Formentera es conocida como "el último paraíso del Mediterráneo". La pitiüsa menor es una joya de playas casi vírgenes, aguas cristalinas de un color inigualable y sargantanas que recorren caminos y arenales. Además del paisaje natural, sin duda uno de los encantos de la isla es que ha sabido mantener su espíritu marinero y tranquilo. Se han construido hoteles y apartamentos, claro que sí. Y se ofrecen los mismos servicios que en otros destinos turísticos. Pero, en la inmensa mayoría de casos, las nuevas edificaciones se parecen tanto a las tradicionales que apenas alteran la fisonomía del lugar. Formentera sigue manteniendo la magia de sus pequeñas iglesias blancas, o los faros de La Mola o Barbaria. Tal vez por eso puede venderse al mundo como uno de los pocos reductos de tranquilidad para quienes desean olvidar el estrés y las preocupaciones. Cuando una llega a La Savina le invade la agradable sensación de que nada puede perturbar una estancia en uno de los lugares que más deben de parecerse al edén.

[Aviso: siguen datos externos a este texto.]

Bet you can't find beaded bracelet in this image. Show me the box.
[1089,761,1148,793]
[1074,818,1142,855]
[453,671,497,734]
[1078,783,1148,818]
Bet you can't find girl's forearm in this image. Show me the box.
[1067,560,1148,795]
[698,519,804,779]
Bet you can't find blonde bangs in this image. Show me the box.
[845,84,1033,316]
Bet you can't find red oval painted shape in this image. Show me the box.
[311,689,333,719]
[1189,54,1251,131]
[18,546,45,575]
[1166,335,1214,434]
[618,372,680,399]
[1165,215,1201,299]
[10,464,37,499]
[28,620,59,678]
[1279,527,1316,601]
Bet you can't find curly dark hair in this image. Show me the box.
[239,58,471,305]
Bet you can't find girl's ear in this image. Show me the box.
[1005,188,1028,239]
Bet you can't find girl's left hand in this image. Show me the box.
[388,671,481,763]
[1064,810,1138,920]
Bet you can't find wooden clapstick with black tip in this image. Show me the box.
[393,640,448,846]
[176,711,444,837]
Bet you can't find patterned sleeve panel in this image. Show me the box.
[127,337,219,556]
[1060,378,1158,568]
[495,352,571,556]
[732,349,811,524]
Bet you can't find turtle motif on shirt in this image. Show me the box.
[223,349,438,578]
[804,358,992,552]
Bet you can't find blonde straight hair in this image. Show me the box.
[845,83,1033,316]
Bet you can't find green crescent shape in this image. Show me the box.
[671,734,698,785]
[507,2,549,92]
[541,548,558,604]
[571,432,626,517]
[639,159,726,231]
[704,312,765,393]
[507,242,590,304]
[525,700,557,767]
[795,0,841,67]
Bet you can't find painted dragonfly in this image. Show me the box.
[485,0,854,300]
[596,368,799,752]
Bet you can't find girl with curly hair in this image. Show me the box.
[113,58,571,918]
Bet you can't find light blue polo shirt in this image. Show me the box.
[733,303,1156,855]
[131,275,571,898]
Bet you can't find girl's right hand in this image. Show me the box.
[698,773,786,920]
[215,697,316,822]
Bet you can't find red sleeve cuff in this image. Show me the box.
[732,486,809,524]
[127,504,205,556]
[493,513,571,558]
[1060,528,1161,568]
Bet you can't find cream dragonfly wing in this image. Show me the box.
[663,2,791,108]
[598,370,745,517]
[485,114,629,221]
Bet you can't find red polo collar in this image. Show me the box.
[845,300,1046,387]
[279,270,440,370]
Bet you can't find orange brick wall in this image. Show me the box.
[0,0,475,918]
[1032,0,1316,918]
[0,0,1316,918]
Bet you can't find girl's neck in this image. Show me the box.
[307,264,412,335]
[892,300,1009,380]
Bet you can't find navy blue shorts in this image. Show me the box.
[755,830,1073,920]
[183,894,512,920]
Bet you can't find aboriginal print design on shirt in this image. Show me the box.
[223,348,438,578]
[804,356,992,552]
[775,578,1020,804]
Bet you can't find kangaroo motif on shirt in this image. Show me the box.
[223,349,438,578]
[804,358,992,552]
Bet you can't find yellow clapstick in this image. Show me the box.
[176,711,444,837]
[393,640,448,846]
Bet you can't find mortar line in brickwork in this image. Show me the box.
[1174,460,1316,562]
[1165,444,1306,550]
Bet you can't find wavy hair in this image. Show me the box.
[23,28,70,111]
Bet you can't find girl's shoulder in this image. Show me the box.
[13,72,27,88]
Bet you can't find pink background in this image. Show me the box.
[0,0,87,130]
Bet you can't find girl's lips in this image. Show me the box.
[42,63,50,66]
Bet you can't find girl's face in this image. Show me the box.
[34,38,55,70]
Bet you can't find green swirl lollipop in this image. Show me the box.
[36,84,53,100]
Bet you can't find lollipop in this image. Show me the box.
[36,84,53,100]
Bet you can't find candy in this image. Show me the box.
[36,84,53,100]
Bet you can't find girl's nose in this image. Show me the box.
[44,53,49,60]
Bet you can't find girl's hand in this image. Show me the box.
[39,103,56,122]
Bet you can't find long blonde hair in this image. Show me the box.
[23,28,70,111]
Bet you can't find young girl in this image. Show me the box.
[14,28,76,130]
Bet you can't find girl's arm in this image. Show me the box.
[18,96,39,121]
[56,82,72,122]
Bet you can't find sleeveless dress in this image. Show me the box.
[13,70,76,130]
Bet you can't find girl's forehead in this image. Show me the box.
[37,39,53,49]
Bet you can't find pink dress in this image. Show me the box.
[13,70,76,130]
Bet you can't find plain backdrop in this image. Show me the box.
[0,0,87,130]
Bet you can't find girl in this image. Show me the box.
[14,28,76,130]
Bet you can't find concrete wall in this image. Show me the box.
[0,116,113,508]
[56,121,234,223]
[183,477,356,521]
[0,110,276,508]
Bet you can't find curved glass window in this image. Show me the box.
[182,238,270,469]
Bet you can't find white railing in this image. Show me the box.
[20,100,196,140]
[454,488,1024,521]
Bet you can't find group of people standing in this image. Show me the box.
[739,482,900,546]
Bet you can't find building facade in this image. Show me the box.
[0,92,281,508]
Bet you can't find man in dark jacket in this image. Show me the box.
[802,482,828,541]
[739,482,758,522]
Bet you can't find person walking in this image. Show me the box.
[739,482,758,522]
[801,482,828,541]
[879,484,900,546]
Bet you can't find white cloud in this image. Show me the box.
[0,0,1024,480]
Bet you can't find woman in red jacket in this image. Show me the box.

Sin duda una de sus playas más populares es la de ses Illetes, al norte. El Mediterráneo es interrumpido por un fino brazo de tierra flanqueado por dos blancos arenales que seguro conforma una de las estampas más fotografiadas de la isla. Muchos se dirigen allí intentando encontrar una zona poco concurrida donde disfrutar de la naturaleza y el silencio. De pronto, una música estruendosa saca a los visitantes del remanso de paz y los devuelve a la realidad de un bullicio que recuerda a las aglomeraciones. Se acerca una de las denominadas party boats: barcas que celebran fiestas a bordo llenas de gente. Casi al instante, llega la segunda. Música a todo volumen, alcohol y gritos son los denominadores comunes de quienes acuden a las aguas formenterenses con el objetivo de estar de fiesta. ¿Y qué habrá de malo en querer divertirse? ¿Acaso no tienen los de a bordo los mismos derechos que los que están en la playa?

El filósofo francés Pascal Brukner asimila el individualismo infantil a la "utopía de la renuncia a la renuncia". Cree que muchos seres humanos viven según el único lema de ser lo que son, sin traba alguna a la propia subjetividad. ¿Para qué resistir inclinación alguna si el deseo de cada uno es soberano? Creen entonces que tienen derecho a todo sin contrapartida. Algo así como un "me lo merezco" que los convierte en seres impacientes por ser felices rechazando cualquier norma, negando cualquier deber y, sobre todo, disponiendo de un crédito infinito sobre sus contemporáneos. En este caso, los que pretenden simplemente estar tranquilos en una playa.

Dejando al margen los impactos medioambientales de las party boats en un paraje como Formentera (que seguro que los habrá al margen de la evidente contaminación acústica, pero que una desconoce) merece la pena hablar de civilización y de respeto. Porque el derecho a divertirse no es infinito e ilimitado. No se puede pretender anteponerlo a todo y a todos simplemente por pagar por ello. Porque deje dinero. No todo vale. Por supuesto que todos tienen derecho a estar en las aguas de Formentera, pero sin molestar. El respeto tiene que ser recíproco. Y una sospecha que en este caso los que quieren simplemente descansar en silencio están en cierta desventaja. Así que, aunque compartan espacio, los que hacen ruido y los que se ven obligados a soportarlo no se equivalen.

Tal y como están las cosas, una temporada más, las party boats pondrán la banda sonora a las tardes de quienes elijan la pitiüsa menor como destino vacacional. Habrá de todo, pero es de temer que los que lo han hecho se decantan por la tranquilidad. Si no, seguramente habrían optado por la vecina y animada Eivissa, donde los pasajeros de las marchosas barcas tienen un enorme abanico de posibilidades para dar rienda suelta a sus ganas de fiesta, mojitos y música a todo volumen. Seguramente por eso, el Consell de Formentera lleva desde el verano pasado pidiendo que se regulen y se alejen de sus aguas. Reuniones con sus homólogos ibicencos y con el Govern balear no han servido para ponerles coto. Y es que no está claro de quién es la competencia de restringir, si así se considera necesario, la navegación de estas discotecas flotantes. ¿Madrid, Palma, Eivissa o Formentera? El caso es que las cuatro administraciones no son capaces de ofrecer una solución. Así que a los que en la isla viven del turismo de una cierta calidad que busca sosiego, que son casi todos, sólo les queda rezar para que el año que viene no encuentren la quietud en otros rincones. Por suerte, Formentera no tiene parangón. Sólo es necesario saber conservarla como último paraíso del Mediterráneo.